Oberón, entonces, mandó a su duende que trajese a Helena, y volvió a
hechizar a Demetrio, dormido (III, II, 94 – 113).
Puck:
Capitán de nuestra banda de hadas,
Helena se halla aquí, a mano,
Y también el mozo, confundido por mí,
Pidiendo su sueldo de amor.
¿Vemos su tonta comedia [their fond pageant]?
¡Señor! ¡Qué bobos son estos mortales!
Oberón:
Quédate a un lado. El ruido que hacen
Hará que Demetrio despierte.
Puck:
Entonces cortejarán dos a una al mismo tiempo:
Ésa será a la fuerza diversión suficiente,
Y las cosas que más me placen
Son las más aburdas.
(III, II, 110 – 121)
16
Se apartaron un poco Oberón y Puck y observaron, muy entretenidos,
cómo Demetrio y Lisandro rondaban a Helena, la cual, viéndose así apretada,
pensaba que era burla. Llegó además en eso Hermia, y descubrió que sus dos
enamorados antiguos la ignoraban ahora (III, II, 122 – 344).

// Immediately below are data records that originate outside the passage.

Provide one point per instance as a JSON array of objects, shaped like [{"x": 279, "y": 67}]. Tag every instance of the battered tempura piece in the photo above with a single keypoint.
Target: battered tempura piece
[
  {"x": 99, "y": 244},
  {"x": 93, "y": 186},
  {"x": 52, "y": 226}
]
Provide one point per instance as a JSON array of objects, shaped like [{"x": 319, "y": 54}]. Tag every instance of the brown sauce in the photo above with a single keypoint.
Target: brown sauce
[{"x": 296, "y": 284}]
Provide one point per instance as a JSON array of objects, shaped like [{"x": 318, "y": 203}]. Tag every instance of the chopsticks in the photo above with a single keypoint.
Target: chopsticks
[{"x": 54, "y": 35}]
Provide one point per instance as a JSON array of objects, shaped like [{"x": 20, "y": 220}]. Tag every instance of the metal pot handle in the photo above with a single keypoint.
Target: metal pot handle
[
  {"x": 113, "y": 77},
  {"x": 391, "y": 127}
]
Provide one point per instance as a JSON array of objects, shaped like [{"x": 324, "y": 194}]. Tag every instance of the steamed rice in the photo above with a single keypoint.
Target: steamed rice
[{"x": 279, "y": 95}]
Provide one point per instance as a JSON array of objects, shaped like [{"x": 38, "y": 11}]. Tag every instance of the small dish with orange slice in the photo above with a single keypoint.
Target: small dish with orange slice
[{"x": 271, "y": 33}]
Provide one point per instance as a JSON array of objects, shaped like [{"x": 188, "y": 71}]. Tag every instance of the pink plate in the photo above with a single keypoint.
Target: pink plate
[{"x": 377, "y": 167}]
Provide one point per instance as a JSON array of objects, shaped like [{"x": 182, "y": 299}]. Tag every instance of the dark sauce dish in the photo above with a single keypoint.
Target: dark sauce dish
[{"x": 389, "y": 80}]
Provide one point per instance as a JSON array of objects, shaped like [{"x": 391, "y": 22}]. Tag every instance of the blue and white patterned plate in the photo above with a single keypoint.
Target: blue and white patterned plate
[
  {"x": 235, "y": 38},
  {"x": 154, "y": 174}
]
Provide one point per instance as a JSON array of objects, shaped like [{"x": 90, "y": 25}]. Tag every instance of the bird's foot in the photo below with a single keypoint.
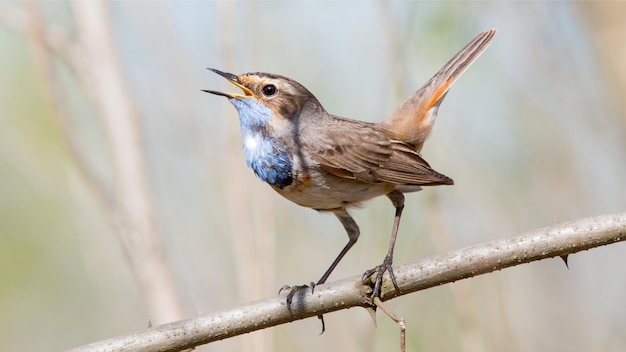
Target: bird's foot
[
  {"x": 292, "y": 292},
  {"x": 380, "y": 271}
]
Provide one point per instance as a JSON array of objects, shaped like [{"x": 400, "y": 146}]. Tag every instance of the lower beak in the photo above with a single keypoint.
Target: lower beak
[{"x": 234, "y": 80}]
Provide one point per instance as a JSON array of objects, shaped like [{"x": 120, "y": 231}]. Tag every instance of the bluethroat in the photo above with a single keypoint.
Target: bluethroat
[{"x": 330, "y": 163}]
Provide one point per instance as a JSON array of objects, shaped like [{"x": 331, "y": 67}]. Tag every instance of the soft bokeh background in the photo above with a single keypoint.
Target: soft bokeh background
[{"x": 533, "y": 133}]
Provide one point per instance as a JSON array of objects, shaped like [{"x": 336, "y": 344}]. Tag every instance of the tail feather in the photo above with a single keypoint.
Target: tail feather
[{"x": 415, "y": 118}]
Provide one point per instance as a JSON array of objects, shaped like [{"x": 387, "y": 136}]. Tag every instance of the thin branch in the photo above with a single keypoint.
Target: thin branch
[{"x": 553, "y": 241}]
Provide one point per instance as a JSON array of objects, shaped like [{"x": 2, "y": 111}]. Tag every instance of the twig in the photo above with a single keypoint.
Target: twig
[
  {"x": 395, "y": 318},
  {"x": 552, "y": 241}
]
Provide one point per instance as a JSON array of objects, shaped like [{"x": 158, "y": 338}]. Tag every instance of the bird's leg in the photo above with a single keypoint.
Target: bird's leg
[
  {"x": 397, "y": 198},
  {"x": 353, "y": 234}
]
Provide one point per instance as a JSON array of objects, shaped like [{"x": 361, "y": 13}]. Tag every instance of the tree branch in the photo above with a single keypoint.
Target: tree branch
[{"x": 556, "y": 240}]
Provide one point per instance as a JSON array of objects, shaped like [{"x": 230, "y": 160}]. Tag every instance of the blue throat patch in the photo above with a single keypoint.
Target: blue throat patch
[{"x": 264, "y": 154}]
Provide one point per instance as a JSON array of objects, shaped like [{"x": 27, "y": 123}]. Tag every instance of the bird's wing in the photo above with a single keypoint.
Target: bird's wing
[{"x": 360, "y": 151}]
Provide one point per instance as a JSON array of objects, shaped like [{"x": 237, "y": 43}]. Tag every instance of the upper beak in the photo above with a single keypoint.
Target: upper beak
[{"x": 234, "y": 80}]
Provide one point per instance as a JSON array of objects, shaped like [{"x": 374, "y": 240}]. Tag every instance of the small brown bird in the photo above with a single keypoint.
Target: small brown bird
[{"x": 330, "y": 163}]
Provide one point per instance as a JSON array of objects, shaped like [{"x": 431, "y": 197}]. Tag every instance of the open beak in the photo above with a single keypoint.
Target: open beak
[{"x": 247, "y": 93}]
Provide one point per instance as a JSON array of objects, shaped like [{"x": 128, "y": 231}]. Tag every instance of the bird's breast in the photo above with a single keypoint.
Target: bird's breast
[{"x": 268, "y": 158}]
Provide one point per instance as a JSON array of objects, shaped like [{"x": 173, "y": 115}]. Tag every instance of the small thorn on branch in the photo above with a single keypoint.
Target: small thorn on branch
[{"x": 395, "y": 318}]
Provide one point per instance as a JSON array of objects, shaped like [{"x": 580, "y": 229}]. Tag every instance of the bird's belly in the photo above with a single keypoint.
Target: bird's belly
[{"x": 323, "y": 191}]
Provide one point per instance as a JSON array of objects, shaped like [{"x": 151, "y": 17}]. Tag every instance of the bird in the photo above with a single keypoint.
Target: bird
[{"x": 330, "y": 163}]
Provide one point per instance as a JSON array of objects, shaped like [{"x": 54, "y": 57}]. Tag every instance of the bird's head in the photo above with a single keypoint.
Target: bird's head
[{"x": 266, "y": 98}]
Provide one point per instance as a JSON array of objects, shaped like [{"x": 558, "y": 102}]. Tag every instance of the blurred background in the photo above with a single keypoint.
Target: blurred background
[{"x": 125, "y": 199}]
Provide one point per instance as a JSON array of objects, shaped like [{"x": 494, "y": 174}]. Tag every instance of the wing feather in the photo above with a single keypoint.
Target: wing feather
[{"x": 361, "y": 151}]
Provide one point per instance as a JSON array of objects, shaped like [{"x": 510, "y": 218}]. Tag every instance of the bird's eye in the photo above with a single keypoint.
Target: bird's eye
[{"x": 269, "y": 90}]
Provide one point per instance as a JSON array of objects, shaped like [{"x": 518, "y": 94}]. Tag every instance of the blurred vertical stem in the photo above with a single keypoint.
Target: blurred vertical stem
[
  {"x": 136, "y": 226},
  {"x": 130, "y": 210}
]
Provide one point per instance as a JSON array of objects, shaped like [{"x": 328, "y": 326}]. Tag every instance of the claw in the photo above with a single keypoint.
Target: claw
[{"x": 380, "y": 270}]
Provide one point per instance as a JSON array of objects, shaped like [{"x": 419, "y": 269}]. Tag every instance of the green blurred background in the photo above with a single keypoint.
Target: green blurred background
[{"x": 534, "y": 133}]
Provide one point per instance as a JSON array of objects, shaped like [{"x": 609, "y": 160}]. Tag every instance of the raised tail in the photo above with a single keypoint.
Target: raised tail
[{"x": 414, "y": 119}]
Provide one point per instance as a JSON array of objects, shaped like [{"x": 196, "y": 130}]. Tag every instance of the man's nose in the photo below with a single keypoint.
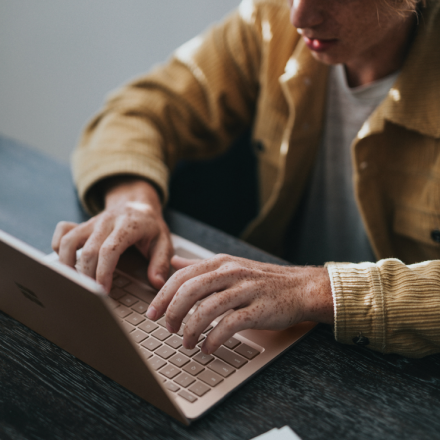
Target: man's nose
[{"x": 306, "y": 13}]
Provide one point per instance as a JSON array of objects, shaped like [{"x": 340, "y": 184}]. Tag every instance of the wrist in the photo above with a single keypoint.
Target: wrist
[
  {"x": 318, "y": 298},
  {"x": 121, "y": 190}
]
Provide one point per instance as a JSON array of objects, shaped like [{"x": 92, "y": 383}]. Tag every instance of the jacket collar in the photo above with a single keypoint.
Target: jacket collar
[{"x": 414, "y": 100}]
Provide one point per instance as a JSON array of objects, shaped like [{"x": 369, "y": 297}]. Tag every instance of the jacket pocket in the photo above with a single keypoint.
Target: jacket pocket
[{"x": 421, "y": 226}]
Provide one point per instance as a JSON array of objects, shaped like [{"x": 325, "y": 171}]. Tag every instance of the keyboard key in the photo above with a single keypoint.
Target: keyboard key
[
  {"x": 161, "y": 334},
  {"x": 120, "y": 281},
  {"x": 145, "y": 294},
  {"x": 156, "y": 362},
  {"x": 221, "y": 368},
  {"x": 128, "y": 327},
  {"x": 199, "y": 388},
  {"x": 146, "y": 354},
  {"x": 148, "y": 326},
  {"x": 184, "y": 380},
  {"x": 203, "y": 358},
  {"x": 207, "y": 329},
  {"x": 140, "y": 307},
  {"x": 138, "y": 336},
  {"x": 187, "y": 396},
  {"x": 113, "y": 303},
  {"x": 122, "y": 311},
  {"x": 189, "y": 352},
  {"x": 162, "y": 321},
  {"x": 169, "y": 371},
  {"x": 230, "y": 357},
  {"x": 135, "y": 318},
  {"x": 179, "y": 360},
  {"x": 193, "y": 368},
  {"x": 210, "y": 378},
  {"x": 247, "y": 352},
  {"x": 175, "y": 342},
  {"x": 128, "y": 300},
  {"x": 151, "y": 344},
  {"x": 231, "y": 343},
  {"x": 165, "y": 352},
  {"x": 172, "y": 387},
  {"x": 116, "y": 293}
]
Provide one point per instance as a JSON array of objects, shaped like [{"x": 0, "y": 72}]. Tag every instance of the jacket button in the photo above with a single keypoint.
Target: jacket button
[
  {"x": 435, "y": 235},
  {"x": 259, "y": 146},
  {"x": 361, "y": 340}
]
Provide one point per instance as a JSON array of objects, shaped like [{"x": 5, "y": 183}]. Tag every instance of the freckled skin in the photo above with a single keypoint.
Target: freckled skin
[
  {"x": 260, "y": 296},
  {"x": 133, "y": 216},
  {"x": 371, "y": 38}
]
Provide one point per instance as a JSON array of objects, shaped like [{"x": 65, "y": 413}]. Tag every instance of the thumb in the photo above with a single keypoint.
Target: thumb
[{"x": 180, "y": 262}]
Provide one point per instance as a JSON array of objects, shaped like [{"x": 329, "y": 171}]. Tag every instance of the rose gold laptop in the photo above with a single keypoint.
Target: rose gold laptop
[{"x": 112, "y": 334}]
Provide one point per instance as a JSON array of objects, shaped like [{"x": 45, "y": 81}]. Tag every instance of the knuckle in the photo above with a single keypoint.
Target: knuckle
[
  {"x": 222, "y": 258},
  {"x": 66, "y": 241},
  {"x": 89, "y": 253},
  {"x": 107, "y": 249},
  {"x": 215, "y": 339},
  {"x": 171, "y": 316}
]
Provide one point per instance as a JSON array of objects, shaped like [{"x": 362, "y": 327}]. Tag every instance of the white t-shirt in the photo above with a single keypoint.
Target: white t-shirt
[{"x": 328, "y": 226}]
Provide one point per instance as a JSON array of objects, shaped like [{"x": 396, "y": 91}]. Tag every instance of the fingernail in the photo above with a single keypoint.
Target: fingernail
[
  {"x": 204, "y": 348},
  {"x": 151, "y": 313}
]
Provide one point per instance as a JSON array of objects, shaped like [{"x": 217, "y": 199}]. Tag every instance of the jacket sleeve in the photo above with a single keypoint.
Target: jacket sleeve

Oberón amonestó a Puck: “En esto ha parado tu negligencia: todavía
has errado, / si no es que cometes tus villanías adrede.” Y sí, Puck confesaba
su equivocación, aunque “hasta ahora” estaba “contento de que haya salido
todo así”, pues “todas sus riñas” le parecían una bonita diversión (III, II, 345
– 353).
Oberón ordenó a Puck que hiciese la parte de Demetrio delante de
Lisandro, y la de Lisandro delante de Demetrio, picándolos, hasta que la fatiga
los durmiese, y que exprimiese sobre los ojos de Lisandro cierta hierba que
tenía la virtud de deshacer el error.
--Cuando vuelvan a despertarse, todas estas ridículas escenas
Les parecerán un sueño, visión infructuosa,
Y, así, regresarán a Atenas los amantes,
Ligados por una pasión que no terminará hasta su muerte.
(III, II, 354 – 373)
Y eso hizo Puck. Fingiendo las voces de sus rivales, cansó a Demetrio y
a Lisandro hasta dormirlos (III, II, 400 – 430). Llegaron luego Helena, y
Hermia, y, vencidas por sus trabajos, se unieron a los durmientes (III, II, 431
– 447). Puck exprimió el jugo sobre los párpados de Lisandro:
--Juan tendrá a Juana,
Nada irá mal:
Otra vez el hombre tendrá su yegua, y todo irá bien.
(III, II, 461 – 463)
Quiso Oberón que recordasen todos, y que, desperezándose,
pudiesen...
--...regresar a Atenas
Y no pensar ya más en los accidentes de esta noche,
Achacándolos a la turbulenta agitación de un sueño.
(IV, I, 66 – 68)
17
Oberón y Titania (han hecho las paces) bailan alrededor de los
durmientes, meciendo su sueño y sus amores más o menos fabricados, y
bailarán, al otro día, en casa del Duque de Atenas, bendiciendo la triple boda
de Teseo con Hipólita, Lisandro con Hermia y Demetrio con Helena,
favoreciendo su prosperidad y felicidad (IV, I, 84 – 91).
Así será. Hallaron a los fugados, y Teseo quiso que se casasen, “tres y
tres”, en las bodas que él celebraba con la reina de las amazonas (IV, I, 126 –
185).
Los novios se han ido a la cama (V, I, 354 – 356), y Oberón y Titania,
con su corro de hadas, los bendicen (V, I, 357 – 408).
18
Puck, “auditor, y actor”
entrometido
en La lamentabilísima comedia
y muerte muy cruel
de Píramo y Tisbe
(En El sueño de una noche de San Juan)
Hay otra intervención, menor, de Puck. “¿Qué? ¿Va una comedia?”
(III, I, 75) El duende espió el ensayo de La lamentabilísima comedia y muerte muy
cruel de Píramo y Tisbe, que iban a representar unos mecánicos de Atenas delante
de los grandes de Atenas: “Seré auditor, / y actor también, quizás, si veo razón
para ello” (III, I, 75 – 76). Dijo Fondillo su parte, y salió, y el trasgo detrás de
él, y lo tradujo, o trasladó (III, I, 113 – 114), dándole cabeza de borrico,
monstruosa. Puck espantó con aquella mudanza a los cómicos aficionados,
interrumpiendo, así, el ensayo (III, I, 99 – 106). Y no habrá “comedia” hasta
que despierte Fondillo, restaurado (IV, I, 199 ss.; IV, II).